In this issue
Release: 1.1.1
Beta: None
Bugs in 1.1.1:
-
Language negotiation doesn't match languages against
sub-languages, i.e. it treats en and en-US as completely
different languages.
-
Doesn't support HTTP continuation headers
There has been some discussion over whether to make a Windows
NT release of Apache. A couple of groups have ported Apache
to NT, but these have consisted of rewrites rather than
integrating NT support into the current Apache code. At
present there is no source code released for these ports.
Currently, Apache supports a range of different Unix systems,
and OS/2. Supporting NT would be a logical extension, and
would fit in well with plans for a multi-threaded version
since NT is a multi-threaded operating system. However there
are decisions to take about how the Apache source code should
be structured to support multiple different platforms.
Ideally, the code should be as similar as possible across all
systems, with only changes to lower-level system-dependent
parts.
The following items are under development for the next
release of Apache.
Configuration file simplified
The process of configuring Apache has been simplified for the
next release. It still involves editing the
Configuration file, but this file has been
re-written to make it easier. Previously, selecting an
operating system involved finding the appropriate section in
the file, then uncommenting one or more lines. Now that is
reduced to simply uncommenting a line like
'PLATFORM=SOLARIS2'.
In addition, previously the various compile time options,
such as 'STATUS' for extra status information, required
making manual additions to the CFLAGS line. These have been
replaced by simple 'Rule' lines. For example, to use the
extra status information, the line 'Rule STATUS=yes' would be
included in the Configuration file.
This new configuration system will be in place for release
1.2. After that, the next major release (2.0) will probably
have a significantly different configuration procedure. This
might include fully automatic detection of the operating
system and its capabilities.
Debugging CGI Scripts
Problems with CGI scripts can be notoriously difficult to
identify. To help make it easier, the next release of Apache
will let the administrator log the input and output of the
script.
The ScriptLog directive sets a log file to receive
the debugging information. Each time Apache has a problem
with a CGI program it will log all the relevant details such
as the URL, CGI filename, request headers, POST data, script
output and script error output. Additional directives can
limit the total log file size, and the size of POST data
logged.
Config Log to be Default
Apache currently comes with two modules for doing logging:
the 'common log' module logs in standard Common Log Format
(CLF) and is compiled in by default, while the 'config log'
module makes the log file format customizable (but defaulting
to working exactly like the common log module unless
configured otherwise). From the next release the config log
module will be the default.
With the config log module, the LogFormat directive
is used to set a format for the log file (it defaults to CLF
format). Any of the CLF elements can be logged, along with
any incoming or outgoing header. In addition, the module can
perform simple tests before logging some items: for example,
it can be told to log referer headers only when the request
failed.
Besides becoming the default log module, the config log has
some addition things it can log: the host and port of the
request, the duration of the request, the outgoing
content-type, and a configurable format for the date and
time.
New Default Modules
So far, there will be three major changes to the modules
included in the next release of Apache:
The use of server-side-includes is covered in our feature
Executing CGI as Other Users
The next release of Apache will include the ability to
execute some scripts as users other than the main server
owner. At present, when a CGI is executed, it runs as the
user specified by the User directive on the
configuration files. While this is fine on small sites, when
a site offers Web space to different users (such as with
multiple virtual hosts), the use of single user means that
any user can access (and potentially change) any other user's
data. The way around this at present is to use a 'setuid'
wrapper script (See Apache
Week issue 18 for more information about wrapper
scripts).
The next Apache release will include such a wrapper program.
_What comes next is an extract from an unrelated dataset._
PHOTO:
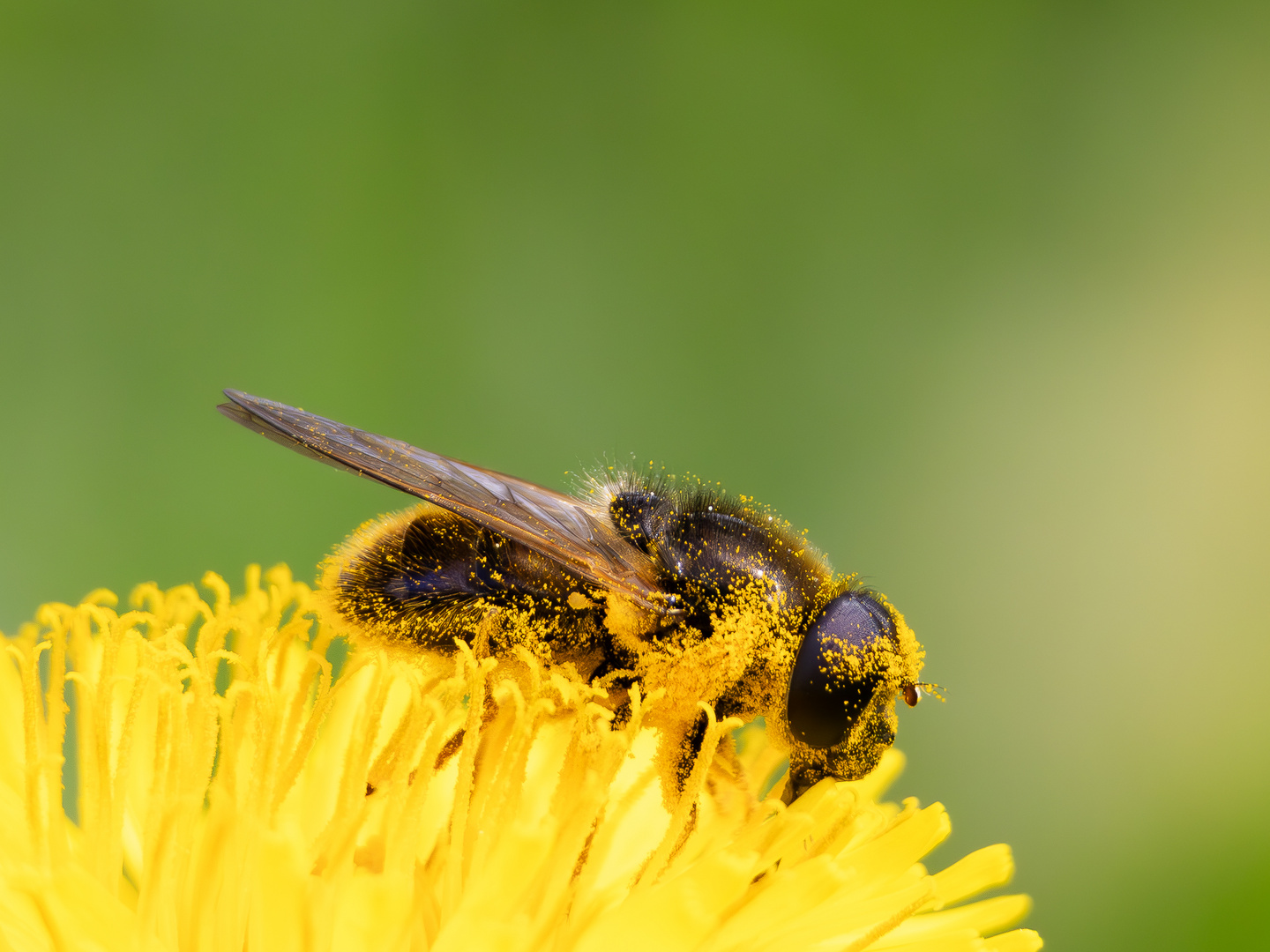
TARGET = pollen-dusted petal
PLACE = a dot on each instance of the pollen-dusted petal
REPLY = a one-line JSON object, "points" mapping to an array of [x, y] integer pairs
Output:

The server itself will also be updated to set the user that a
script runs as in a couple of ways: firstly, the
User directive can be used inside
<VirtualHost> sections to set a user for that
VHost, and secondly if a request comes in for a URL starting
/~user the script will be run as the 'user' named in the URL.
This also applies to other sub-processes, for example,
commands run from server-side-includes. It is also planned to
allow the user to be set for each directory in a future
release, but this might not make it into Apache 1.2.
To enable this functionality, the Apache API will have a new
function call, call_exec. Modules which run
sub-programs (such as the CGI and includes module) now call
this function to run the program as the correct user.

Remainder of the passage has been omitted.